Istilah Nakaseomyces glabratus
semakin umum di lingkungan medis saat ini, terutama di antara orang-orang dengan sistem kekebalan tubuh yang lemah. Ragi ini, yang dulunya dikenal sebagai Candida glabrata
, baru-baru ini mendapat perhatian lebih besar karena patogenisitasnya yang meningkat. Sebagai jamur komensal dalam jaringan mukosa manusia, perilaku N. glabratus telah diubah oleh berbagai faktor, mengubahnya menjadi patogen oportunistik.
"N. glabratus adalah penyebab kandidiasis vagina kedua atau ketiga yang paling umum, terutama pada pasien dengan sistem kekebalan tubuh yang lemah."

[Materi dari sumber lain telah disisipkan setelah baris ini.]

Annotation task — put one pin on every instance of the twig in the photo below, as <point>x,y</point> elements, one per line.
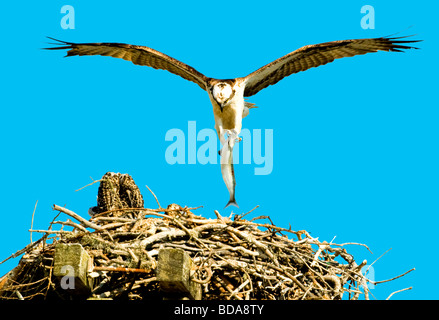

Meningkatnya insiden infeksi N. glabratus pada pasien dengan diabetes, AIDS, dan imunosupresi yang disebabkan oleh pengobatan telah mendorong komunitas ilmiah untuk melakukan penelitian mendalam tentang mekanisme patologisnya. Resistensi obat N. glabratus tidak hanya terwujud dalam resistensi intrinsiknya terhadap jamur, seperti rendahnya efisiensinya terhadap obat-obatan seperti flukonazol, tetapi yang lebih penting, pembentukan biofilmnya, yang membuatnya lebih tersembunyi selama pengobatan. Sulit diatasi.
Biofilm N. glabratus adalah titik fokus sistem pertahanannya; ini bukan penghindaran kekebalan biasa. Pembentukan biofilm dikaitkan dengan adaptasinya terhadap banyak kondisi lingkungan. Ketika N. glabratus terpapar pada sistem kekebalan tubuh dan pengobatan antijamur, ia mengaktifkan beberapa gen adhesi, yang sebagian besar terletak di subtelomer kromosomnya.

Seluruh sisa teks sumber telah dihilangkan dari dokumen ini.